Even in the heart of Silicon Valley it seems no firm – however technology saavy – is immune from a serious data leak. On this occasion it was Meteora Technologies Group, a Web services provider utilized by Kleiner Perkins Caufield & Byers (KPCB). Here’s what Techcrunch reported:
Firms applying to KPCB’s investment fund for developing iPhone applications completed an online form. The form included questions that required the disclosure of intellectual property and financial information. Unfortunately, the aggregated data of close to 600 firms that had applied was dumped into a SQL file which Meteora inadvertently made available on the Web. The file’s contents were indexed quickly by Google.
This event illustrates once again the failings of a piecemeal approach to data security. Let’s focus on two.
1) Keeping data secure at 3rd party sites – One hopes that KPCB negotiated a service level agreement (SLA) with Meteora that included terms relating to security; something setting expectations for the collection, storage, and transfer of confidential information. Regardless, paper agreements are notoriously deficient in enforcement mechanisms. So if there were no teeth, Meteora was on its own to define how and when it would protect KPCB’s data.
2) Defining protection incrementally rather than comprehensively – Meteora may have had some great policies for securing data, e.g., proper authorization and authentication of everyone coming into contact with it, always encrypting laptops used offsite. But what about when data was stored to a server, a USB drive, or emailed, to name a few more potential points of failure? Each is addressable individually, but not without adding cost and complexity.
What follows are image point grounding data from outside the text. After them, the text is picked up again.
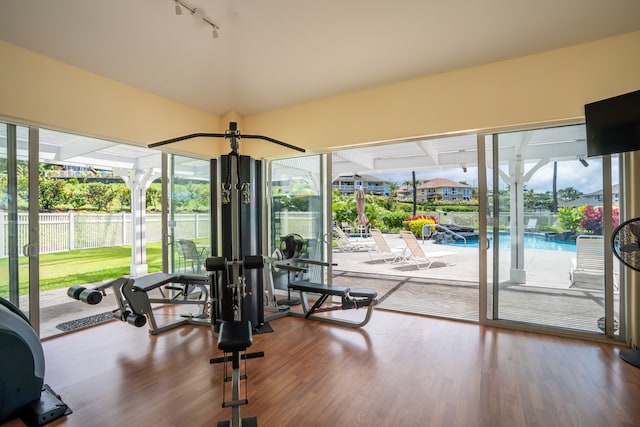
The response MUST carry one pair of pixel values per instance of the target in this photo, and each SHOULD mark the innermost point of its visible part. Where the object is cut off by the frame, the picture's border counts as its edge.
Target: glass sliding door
(550, 211)
(188, 213)
(17, 255)
(297, 212)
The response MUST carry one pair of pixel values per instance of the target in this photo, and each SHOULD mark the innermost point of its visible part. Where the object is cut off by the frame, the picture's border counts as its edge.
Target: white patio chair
(587, 268)
(383, 250)
(418, 256)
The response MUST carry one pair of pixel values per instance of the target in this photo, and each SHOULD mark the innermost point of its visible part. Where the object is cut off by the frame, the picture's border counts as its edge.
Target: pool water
(531, 241)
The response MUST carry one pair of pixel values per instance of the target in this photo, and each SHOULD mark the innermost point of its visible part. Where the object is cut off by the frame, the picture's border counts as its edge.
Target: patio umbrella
(361, 219)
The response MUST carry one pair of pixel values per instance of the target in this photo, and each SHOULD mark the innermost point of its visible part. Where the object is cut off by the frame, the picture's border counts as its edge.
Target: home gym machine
(22, 389)
(236, 286)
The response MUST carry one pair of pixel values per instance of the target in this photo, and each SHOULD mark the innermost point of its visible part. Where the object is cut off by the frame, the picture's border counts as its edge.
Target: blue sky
(570, 174)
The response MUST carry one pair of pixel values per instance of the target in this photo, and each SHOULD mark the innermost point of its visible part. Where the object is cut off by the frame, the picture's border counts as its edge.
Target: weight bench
(349, 298)
(235, 337)
(134, 301)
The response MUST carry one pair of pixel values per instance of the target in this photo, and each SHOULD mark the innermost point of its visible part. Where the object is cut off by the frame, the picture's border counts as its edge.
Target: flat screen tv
(613, 125)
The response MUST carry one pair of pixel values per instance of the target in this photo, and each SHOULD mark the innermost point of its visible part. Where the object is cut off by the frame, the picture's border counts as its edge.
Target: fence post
(3, 248)
(123, 228)
(72, 232)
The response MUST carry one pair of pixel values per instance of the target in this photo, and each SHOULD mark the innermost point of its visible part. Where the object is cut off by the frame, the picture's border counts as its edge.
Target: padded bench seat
(152, 281)
(363, 293)
(235, 336)
(340, 291)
A much better approach is to always focus on the common denominator – the data, and keep it under continuous protection, no matter where it goes. And that’s where Fortressware comes into play. It’s a sufficiently “light” application to be quickly deployable across multiple sites. Had Meteora been using it, the MySQL database would have been accessible only within Fortressware’s secure virtual environment. The application would have run as usual with no modifications. But its contents, including .sql file dumps, would have been blocked from leaking all of the time – stored at Meteora, transferred to KPCB, and accessed at KPCB. With a Fortressware solution, the burden would have been lifted from the unfortunate employee who published the file. The solution would have prevented any file from being placed in an open directory on the Internet, accessible to Web users or search engines. And the same constraint would have applied to email, USB drives, CDs, or any other means for data to escape, thereby eliminating the embarrassment and damage to both companies.